L’ouvrage est aussi un hommage aux parents de l’auteur. Sa mère empêcha un soldat allemand de déployer un drapeau à croix gammée sur la
devanture de leur immeuble. Son père, cheminot, aiguilleur, participa à des actions de Résistance visant à empêcher ou retarder la circulation de convois allemands.

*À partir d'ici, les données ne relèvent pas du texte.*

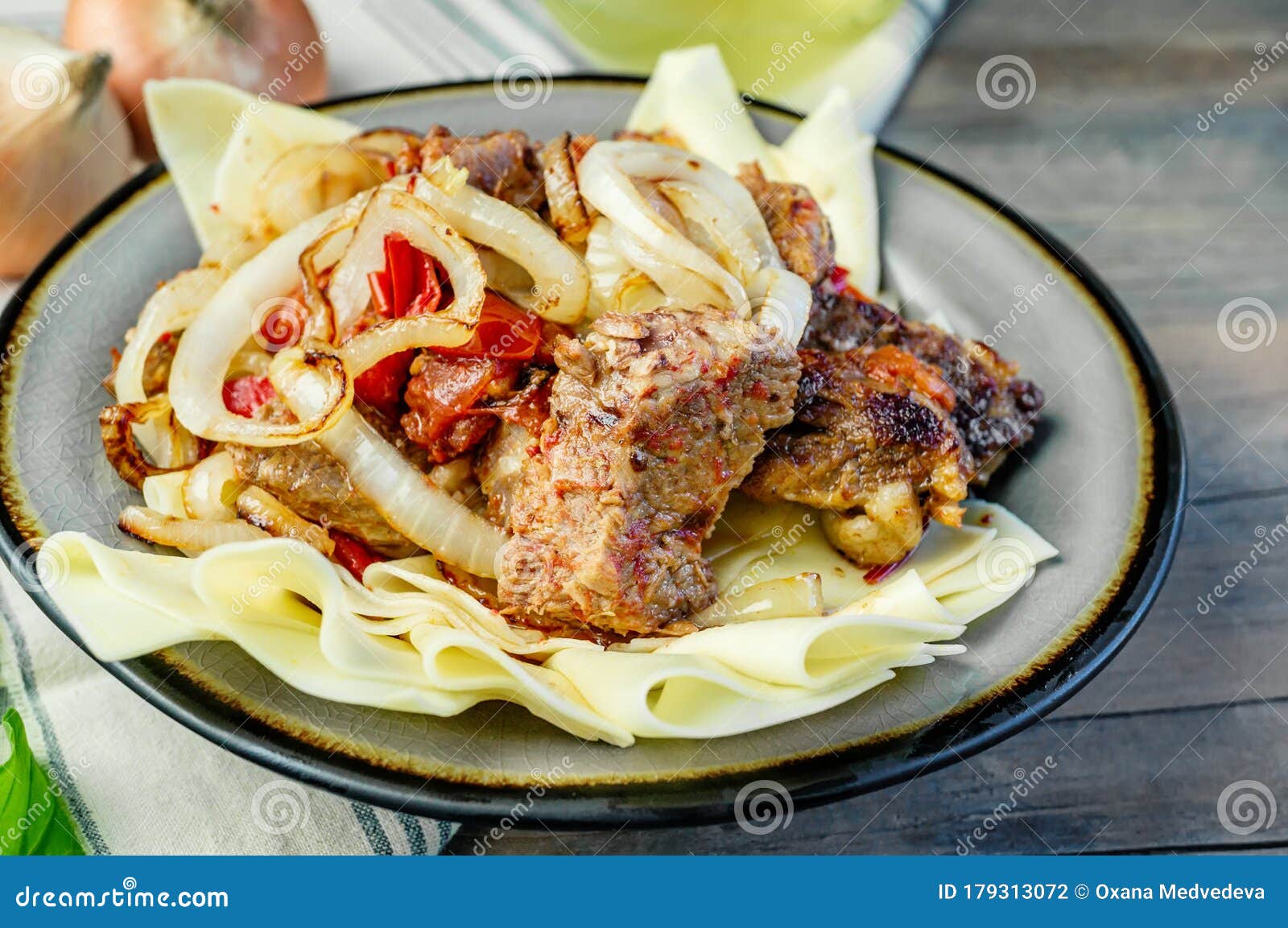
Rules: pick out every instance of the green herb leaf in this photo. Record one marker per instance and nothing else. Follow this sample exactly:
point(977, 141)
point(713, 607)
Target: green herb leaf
point(32, 816)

Gilbert Testelin est né en 1909 à Roye dans la Somme. Ses parents étaient teinturiers. Lors de la Première guerre mondiale, ses parents s’installent près du Tréport. Gilbert Testelin est d’abord inspecteur de police au Tréport, puis à partir de 1942, il est affecté au service des Renseignements généraux de Dieppe. Le département de la Seine–Inférieure est un enjeu stratégique pour les Allemands : proximité de l’Angleterre, et de nombreux aviateurs alliés sont abattus au–dessus du département, importance du port du Havre, Mur de l’Atlantique, industries, liaison ferroviaire entre la Normandie et Paris ou le Reich. Les autorités allemandes poursuivent deux objectifs ; d’abord assurer la sécurité des troupes d’occupation, ensuite lutter contre les sabotages des industries et des voies de chemin de fer. La répression est féroce.

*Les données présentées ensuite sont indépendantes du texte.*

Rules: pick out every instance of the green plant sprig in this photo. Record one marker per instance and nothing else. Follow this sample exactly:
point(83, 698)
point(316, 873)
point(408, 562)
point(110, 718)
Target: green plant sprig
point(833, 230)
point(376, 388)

En octobre 1941, un attentat provoque le déraillement d’un train militaire allemand à Pavilly, au nord de Rouen, sur la ligne Le Havre–Paris. Les autorités allemandes arrêtent 150 communistes ou présumés tels, dressent une liste de 26 communistes pouvant être fusillés. Onze d’entre eux furent déportés à Auschwitz par le convoi du 6 juillet1942. Il s’agit du « convoi des 45000 » qui déporta 1170 hommes, plus précisément 1100 otages communistes et 50 otages juifs en répression des attentats contre des soldats allemands. En 1945, seuls 119 d’entre eux étaient en vie. A Rouen, 77 personnes furent fusillées entre 1940 et 1944. La justice et la police de Vichy participent à cette politique de répression, en particulier la poursuite des Résistants et des Juifs. Certains policiers se montrèrent des fonctionnaires zélés du régime.
La Résistance fut importante en Seine–Inférieure. Celui qui fut sans doute le premier fusillé français, Etienne Achavanne, fut exécuté près de Rouen le 6 juillet 1940 pour avoir coupé le câble téléphonique qui reliait un aéroport au centre de commandement allemand. Le philosophe Valentin Feldman, professeur à Dieppe, révoqué par Vichy, participe à la résistance intellectuelle et participe également à des opérations dans le cadre de l’OS (organisation secrète) communiste. Il est fusillé au Mont–Valérien le 27 juillet 1942. Les mouvements et les réseaux sont présents en Normandie. En ce qui concerne les mouvements, on peut mentionner Libération–Nord proche des socialistes, le Front national communiste, les démocrates populaires avec « Ceux de la Libération ». Les réseaux de Résistance étaient également présents. Il s’agissait des réseaux liés aux mouvements comme Cohors–Asturies pour Libération–Nord, les FTPF communistes,mais aussi les réseaux de la France Libre du BCRA et ceux des services britanniques du SOE. Les actions des réseaux sont multiples. Il s’agit de cacher et de convoyer les aviateurs alliés, et des prisonniers soviétiques transférés en Normandie pour la construction du mur de l’Atlantique et évadés. Le renseignement et le sabotage des installations industrielles sont également importants.
Gilbert Testelin participe à la Résistance. Il est membre du réseau « Sosies » dirigé par Dominique et Pierre Ponchardier. C’est Dominique Ponchardier qui mit au point avec la RAF (cette version est aujourd’hui discutée, il est possible que la RAF ait décidé seule de l’opération) l’opération « Jéricho » du 18 février 1944 qui donna lieu au bombardement de la prison d’Amiens qui permit l’évasion d’un certain nombre de Résistants. Le bombardement s’inscrivait dans le cadre de l’opération « Fortitude » destinée à faire croire aux Allemands que le débarquement aurait lieu dans le Pas–de–Calais. Quoi qu’il en soit, Gilbert Testelin mène de multiples actions dans le cadre de ce réseau. Il fournit des renseignements militaires. Il facilite les déplacements des agents en zone côtière. Son emploi de policier lui permet d’informer les Résistants des menaces d’arrestation. Il évite l’arrestation d’un groupe de FTPF. Il informe les jeunes hommes réquisitionnés pour le STO avant l’arrivée de leur convocation. Comme c’est parfois le cas, Gilbert Testelin est membre de plusieurs réseaux ; il est aussi chef d’un groupe FTP. Il est
fortement soupçonné par certains de ses supérieurs hiérarchiques et échappe de justesse à l’arrestation. Il est à la fois titulaire de la Carte du combattant volontaire de la Résistance et d’un diplôme décerné par le Comité national des FTP.
Au lendemain de la guerre, il est envoyé comme agent technique de la Direction de la Sûreté dans la zone d’occupation française en Autriche. Il dirige un camp de prisonniers. Il s’agit d’établir des dossiers, éventuellement de juger certains prisonniers.